Derek Scott
Primeros días de septiembre de 1994.
Pasado un mes desde el cuádruple asesinato, a Jesse y a mí no nos quedaba ya ninguna duda de la culpabilidad de Ted Tennenbaum. El caso estaba casi cerrado.
Tennenbaum había matado al alcalde Gordon porque este lo había chantajeado para que él pudiera seguir con las obra del Café Athéna. Las cantidades de dinero que habían intercambiado correspondían a retiradas e ingresos de ambos; un testigo afirmaba que había abandonado su puesto de bombero en el Gran Teatro coincidiendo con el momento de las muertes y habían visto su camioneta delante de la casa del alcalde. Por no mencionar que existía constancia de que era un tirador de primera.
Otros policías ya habrían dispuesto seguramente la detención preventiva de Tennenbaum y habrían dejado que la instrucción judicial rematase el trabajo. Había motivos de sobra para acusarlo de cuatro asesinatos en primer grado e ir a juicio. Pero ahí estaba el problema: conociendo a Tennenbaum y a ese abogado diabólico, nos arriesgábamos a que convencieran a un jurado popular de que existía una duda razonable en favor del acusado. Y lo absolverían.
Así que no queríamos precipitarnos para detenerlo; con nuestros progresos nos habíamos ganado al mayor y decidimos esperar un poco. El tiempo jugaba a nuestro favor. Tennenbaum acabaría por bajar la guardia y cometer un error. La reputación de Jesse y la mía dependían de que tuviésemos paciencia. Nuestros compañeros y superiores no nos quitaban ojo y lo sabíamos. Queríamos ser los policías jóvenes e inasequibles al desaliento que habían mandado a la cárcel a un asesino múltiple y no los aficionados a los que humillara una absolución de Tennenbaum con daños y perjuicios a costa del Estado.
Había un aspecto de la investigación que aún no habíamos explorado: el arma del crimen. Una Beretta con el número de serie limado. Un arma de matón. Eso era lo que nos intrigaba: ¿cómo un hombre que pertenecía a una conocida familia de Manhattan se había hecho con un arma así?
Esa pregunta nos movió a recorrer los Hamptons discretamente. Sobre todo un bar de mala fama de Ridgesport delante del que habían detenido a Tennenbaum unos años antes por una pelea. Estuvimos de plantón días enteros delante del local, con la esperanza de que Tennenbaum apareciera por allí. Pero, debido a esa iniciativa, una mañana temprano nos llamaron al despacho del mayor McKenna. Además de McKenna, encontramos allí a un individuo que se puso a ladrarnos.
—Soy el agente especial Grace de la ATF. ¿Así que vosotros sois los cretinos que se están cargando una investigación federal?
—¿Qué tal, amable caballero? —me presenté—. Soy el sargento Derek Scott y este es…
—¡Ya sé quiénes sois, payasos! —me interrumpió Grace.
El mayor nos explicó la situación de forma más diplomática:
—A la agencia federal le ha llamado la atención vuestra presencia delante de un bar que ya están vigilando ellos.

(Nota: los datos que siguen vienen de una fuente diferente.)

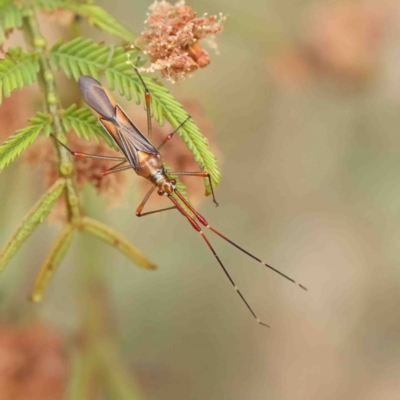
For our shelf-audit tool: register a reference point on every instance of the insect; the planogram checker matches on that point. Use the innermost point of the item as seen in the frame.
(145, 159)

—Tenemos alquilado un piso enfrente del bar. Llevamos meses allí.
—Agente especial Grace, ¿podemos saber qué saben ustedes de ese bar? —preguntó Jesse.
—Lo rastreamos cuando un individuo al que cogieron después de atracar un banco en Long Island cantó como un canario a cambio de reducirle la pena. Explicó que había conseguido el arma en ese bar. Al investigarlo descubrimos que podría tratarse de un lugar de reventa de armas robadas al ejército. Y robadas desde dentro, ya me entendéis. Es decir, hay militares implicados. Así que no me echéis en cara que no os cuente más, pero el asunto es bastante delicado.
—Y ¿podría por lo menos decirnos de qué tipo de armas se trata? —siguió preguntando Jesse.
—Pistolas Beretta con el número de serie limado.
Jesse me lanzó una mirada de desconcierto; a lo mejor estábamos a punto de dar en el clavo. Era en ese bar en donde el asesino había conseguido el arma del cuádruple asesinato.